Troubles everywhere. Maybe it's best to stay here.
Diversions: France
Topic: Travel
Diversions: France
A slow afternoon in Hollywood, and thinking it may be time for another visit to catch up with Ric Erickson, editor of MetropoleParis - haven't chatted with him face to face in a few years. But on the right is not April in Paris. It's a December day in 2001, from the Pont des Arts, walking back to the hotel in Saint Germain, glancing up to the southwest. Rooftops and that strange tower. It's not Hollywood, or even Paris Las Vegas.
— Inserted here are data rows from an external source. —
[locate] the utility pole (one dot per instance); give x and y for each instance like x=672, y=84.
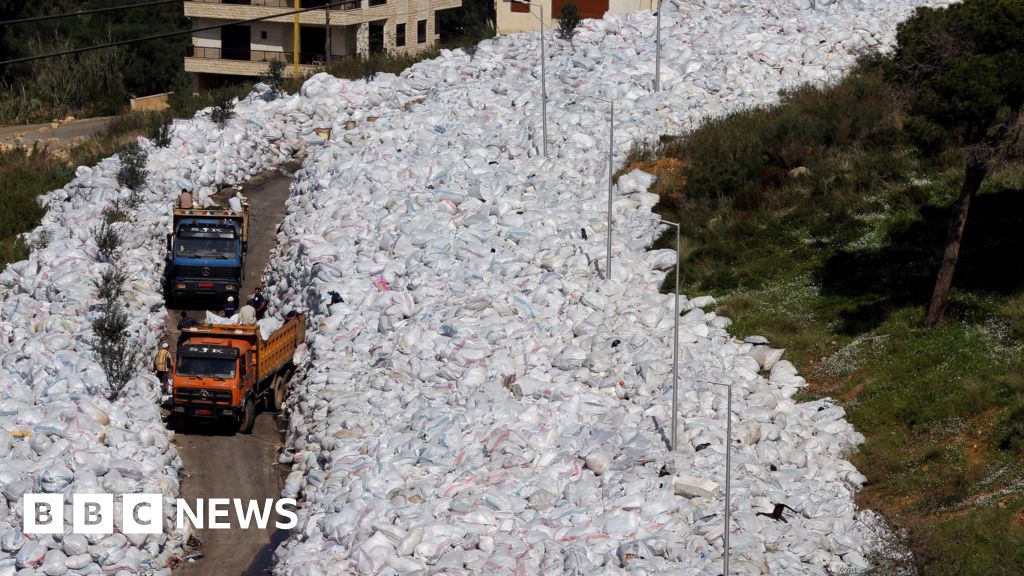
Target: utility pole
x=611, y=171
x=544, y=86
x=657, y=50
x=327, y=18
x=295, y=43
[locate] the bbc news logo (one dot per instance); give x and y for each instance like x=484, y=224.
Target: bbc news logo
x=143, y=513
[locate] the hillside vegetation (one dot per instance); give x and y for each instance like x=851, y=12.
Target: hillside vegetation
x=820, y=222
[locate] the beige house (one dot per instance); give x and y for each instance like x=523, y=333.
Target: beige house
x=515, y=16
x=357, y=28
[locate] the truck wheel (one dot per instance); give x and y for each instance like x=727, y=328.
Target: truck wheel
x=248, y=417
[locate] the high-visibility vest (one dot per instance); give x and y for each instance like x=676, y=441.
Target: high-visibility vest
x=163, y=363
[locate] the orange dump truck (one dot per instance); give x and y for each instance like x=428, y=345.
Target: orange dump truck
x=225, y=371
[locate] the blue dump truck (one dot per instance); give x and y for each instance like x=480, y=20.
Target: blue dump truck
x=205, y=252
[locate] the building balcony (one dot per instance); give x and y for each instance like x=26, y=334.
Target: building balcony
x=251, y=63
x=353, y=11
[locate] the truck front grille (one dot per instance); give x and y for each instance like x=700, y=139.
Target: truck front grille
x=204, y=394
x=206, y=272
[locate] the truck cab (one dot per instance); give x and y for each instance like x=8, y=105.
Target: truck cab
x=223, y=372
x=205, y=253
x=211, y=376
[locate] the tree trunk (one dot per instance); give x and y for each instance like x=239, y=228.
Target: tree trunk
x=973, y=176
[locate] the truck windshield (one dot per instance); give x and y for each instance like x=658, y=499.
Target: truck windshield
x=205, y=367
x=206, y=247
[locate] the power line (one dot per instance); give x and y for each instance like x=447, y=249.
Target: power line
x=181, y=32
x=84, y=12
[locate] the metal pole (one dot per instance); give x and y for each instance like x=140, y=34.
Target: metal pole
x=327, y=18
x=611, y=155
x=657, y=50
x=728, y=476
x=675, y=355
x=295, y=42
x=544, y=90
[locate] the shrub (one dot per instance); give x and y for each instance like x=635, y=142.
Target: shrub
x=107, y=239
x=132, y=172
x=110, y=287
x=117, y=355
x=568, y=19
x=222, y=112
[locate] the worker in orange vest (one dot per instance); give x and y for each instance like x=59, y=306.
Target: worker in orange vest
x=162, y=366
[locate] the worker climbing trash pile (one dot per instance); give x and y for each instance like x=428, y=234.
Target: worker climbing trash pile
x=483, y=400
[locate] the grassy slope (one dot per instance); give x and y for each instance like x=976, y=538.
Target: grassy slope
x=837, y=266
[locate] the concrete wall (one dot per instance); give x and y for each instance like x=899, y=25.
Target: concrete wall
x=207, y=38
x=510, y=23
x=349, y=30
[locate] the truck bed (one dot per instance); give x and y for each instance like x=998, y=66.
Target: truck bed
x=271, y=354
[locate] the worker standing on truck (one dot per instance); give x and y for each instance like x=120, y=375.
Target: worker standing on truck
x=259, y=302
x=184, y=199
x=230, y=306
x=247, y=315
x=185, y=323
x=162, y=366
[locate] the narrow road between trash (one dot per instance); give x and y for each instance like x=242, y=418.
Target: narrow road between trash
x=219, y=463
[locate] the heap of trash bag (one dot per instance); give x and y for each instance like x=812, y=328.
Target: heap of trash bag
x=62, y=427
x=493, y=397
x=487, y=398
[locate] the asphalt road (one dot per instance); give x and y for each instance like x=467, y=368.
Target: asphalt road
x=27, y=134
x=221, y=464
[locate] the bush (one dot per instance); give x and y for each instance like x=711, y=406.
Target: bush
x=222, y=112
x=568, y=19
x=110, y=287
x=117, y=355
x=107, y=239
x=133, y=173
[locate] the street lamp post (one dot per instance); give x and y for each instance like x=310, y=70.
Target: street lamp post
x=675, y=347
x=728, y=474
x=611, y=171
x=657, y=50
x=544, y=87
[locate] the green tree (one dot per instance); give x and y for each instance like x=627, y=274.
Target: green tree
x=962, y=70
x=568, y=19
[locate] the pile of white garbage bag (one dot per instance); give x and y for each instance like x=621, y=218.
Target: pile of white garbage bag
x=59, y=433
x=485, y=400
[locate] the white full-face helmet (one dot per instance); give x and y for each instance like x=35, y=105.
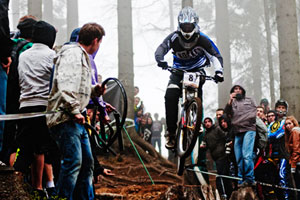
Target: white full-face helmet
x=188, y=22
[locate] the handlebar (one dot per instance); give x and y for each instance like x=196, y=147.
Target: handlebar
x=181, y=71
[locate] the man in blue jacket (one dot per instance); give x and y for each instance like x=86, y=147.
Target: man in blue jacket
x=192, y=51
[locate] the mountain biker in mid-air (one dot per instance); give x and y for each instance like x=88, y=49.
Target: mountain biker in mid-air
x=192, y=51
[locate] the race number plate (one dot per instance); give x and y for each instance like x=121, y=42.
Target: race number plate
x=191, y=79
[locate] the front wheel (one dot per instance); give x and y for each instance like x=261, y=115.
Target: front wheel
x=189, y=127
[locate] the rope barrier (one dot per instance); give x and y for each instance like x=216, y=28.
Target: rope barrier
x=239, y=179
x=25, y=115
x=139, y=156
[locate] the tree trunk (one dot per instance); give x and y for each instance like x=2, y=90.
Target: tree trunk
x=125, y=55
x=223, y=40
x=255, y=50
x=289, y=54
x=35, y=8
x=185, y=3
x=48, y=11
x=269, y=51
x=72, y=16
x=15, y=13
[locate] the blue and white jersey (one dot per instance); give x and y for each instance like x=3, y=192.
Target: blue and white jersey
x=190, y=56
x=276, y=129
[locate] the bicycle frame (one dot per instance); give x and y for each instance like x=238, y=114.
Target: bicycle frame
x=191, y=115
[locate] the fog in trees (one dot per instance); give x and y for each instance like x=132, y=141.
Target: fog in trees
x=250, y=38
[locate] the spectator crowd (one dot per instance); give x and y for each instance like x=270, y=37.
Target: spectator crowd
x=256, y=144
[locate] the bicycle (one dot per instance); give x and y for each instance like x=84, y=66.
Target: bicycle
x=189, y=127
x=117, y=113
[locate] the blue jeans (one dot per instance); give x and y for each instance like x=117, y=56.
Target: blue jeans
x=77, y=165
x=3, y=83
x=243, y=149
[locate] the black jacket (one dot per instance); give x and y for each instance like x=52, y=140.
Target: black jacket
x=215, y=140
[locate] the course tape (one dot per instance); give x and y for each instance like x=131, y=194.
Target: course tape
x=239, y=179
x=25, y=115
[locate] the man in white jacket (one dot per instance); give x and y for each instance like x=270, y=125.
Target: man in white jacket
x=71, y=92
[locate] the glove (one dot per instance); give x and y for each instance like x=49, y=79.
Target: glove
x=163, y=64
x=219, y=77
x=293, y=170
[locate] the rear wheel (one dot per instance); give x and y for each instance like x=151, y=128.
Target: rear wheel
x=189, y=127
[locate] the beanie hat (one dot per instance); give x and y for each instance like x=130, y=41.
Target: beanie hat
x=44, y=33
x=26, y=27
x=243, y=90
x=210, y=119
x=74, y=35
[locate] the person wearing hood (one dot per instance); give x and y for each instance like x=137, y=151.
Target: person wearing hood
x=35, y=66
x=71, y=92
x=214, y=140
x=242, y=112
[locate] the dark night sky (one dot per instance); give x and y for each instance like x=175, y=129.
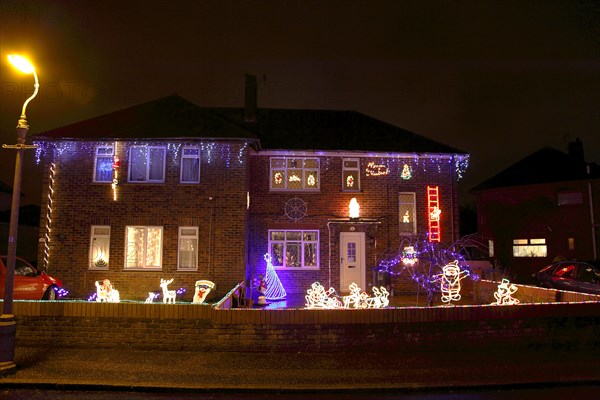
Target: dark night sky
x=498, y=79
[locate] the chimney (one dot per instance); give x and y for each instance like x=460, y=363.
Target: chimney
x=250, y=97
x=576, y=150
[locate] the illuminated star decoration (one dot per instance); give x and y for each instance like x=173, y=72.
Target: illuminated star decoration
x=406, y=172
x=504, y=294
x=275, y=290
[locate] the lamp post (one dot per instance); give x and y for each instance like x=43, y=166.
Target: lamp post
x=8, y=324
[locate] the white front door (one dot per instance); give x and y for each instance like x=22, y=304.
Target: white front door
x=352, y=260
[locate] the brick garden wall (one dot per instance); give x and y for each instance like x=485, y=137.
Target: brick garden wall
x=202, y=328
x=217, y=206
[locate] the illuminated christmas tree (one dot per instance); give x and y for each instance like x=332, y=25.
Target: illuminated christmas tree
x=275, y=290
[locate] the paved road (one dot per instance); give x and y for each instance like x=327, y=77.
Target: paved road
x=123, y=369
x=519, y=393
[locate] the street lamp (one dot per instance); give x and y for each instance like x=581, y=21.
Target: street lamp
x=8, y=324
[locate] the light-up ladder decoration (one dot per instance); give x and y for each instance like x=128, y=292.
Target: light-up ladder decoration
x=49, y=216
x=433, y=209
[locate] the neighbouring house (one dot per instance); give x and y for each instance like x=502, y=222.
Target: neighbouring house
x=543, y=207
x=167, y=189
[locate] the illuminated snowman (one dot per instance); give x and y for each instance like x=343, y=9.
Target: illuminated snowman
x=504, y=294
x=450, y=282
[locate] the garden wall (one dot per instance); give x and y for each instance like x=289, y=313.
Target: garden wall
x=396, y=330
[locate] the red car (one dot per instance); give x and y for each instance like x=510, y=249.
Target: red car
x=30, y=284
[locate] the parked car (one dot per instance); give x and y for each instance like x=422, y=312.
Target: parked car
x=30, y=284
x=576, y=276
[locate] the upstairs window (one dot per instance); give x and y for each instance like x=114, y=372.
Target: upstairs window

Later, from the hotel window, light in the heart of the left bank - l'église St-Germain-des-Prés in the afternoon traffic, and in the second chapel of this church a stone marks the spot where philosopher Rene Descartes is buried. The abbey here was founded in 558. It was rebuilt between 990 and 1021, and restored again from 1819 to 1823, thanks to Victor Hugo (see a history here and the current website here). To the left is Les Deux Magots - Fréquenté par de nombreux artistes illustres parmi lesquels Elsa Triolet, André Gide, Jean Giraudoux, Picasso, Fernand Léger, Prévert, Hemingway, Sartre, Simone de Beauvoir, pour ne citer qu'eux, il accueillit les surréalistes sous l'égide d'André Breton, bien avant les existentialistes qui firent les belles nuits des caves du quartier. Jim Morrison of The Doors frequented this same café it's said - Morrison was buried in Paris of course. This intersection, Boulevard St-Germain at rue Bonaparte, is a good place to be. Drop a line for details - a good jazz club, odd shops, goodies in the Buci market a few blocks to the right.
That's Paris. But a pleasant train ride north, just an hour or two, is Rouen, in the heart of Normandy. It's old in a different way. This was June afternoon, six years ago. Sip some calvados. Good place.
Way south. Everyone associates Arles with Van Gogh, of course. But drive down from Avignon, through St-Remy (visit the asylum where Van Gogh spent some time after he cut off his ear), through Les Baux (a mountain fortress town that has an odd history having to do with Richelieu and the Huguenots, and metallurgy, as aluminum ore, bauxite, is named for the place), and you finally get to Arles. It's old in a different way - Roman. This is the old coliseum, the same summer. They use it now for French bullfights, the kind where the bull lives. You get good light and shadows there, and that means it's been in a few movies, as right here John Frankenheimer filmed that shoot-out in Ronin - so if you're not into art, or bullfighting, or Roman history, there's always the Hollywood angle, as Robert De Niro was here too.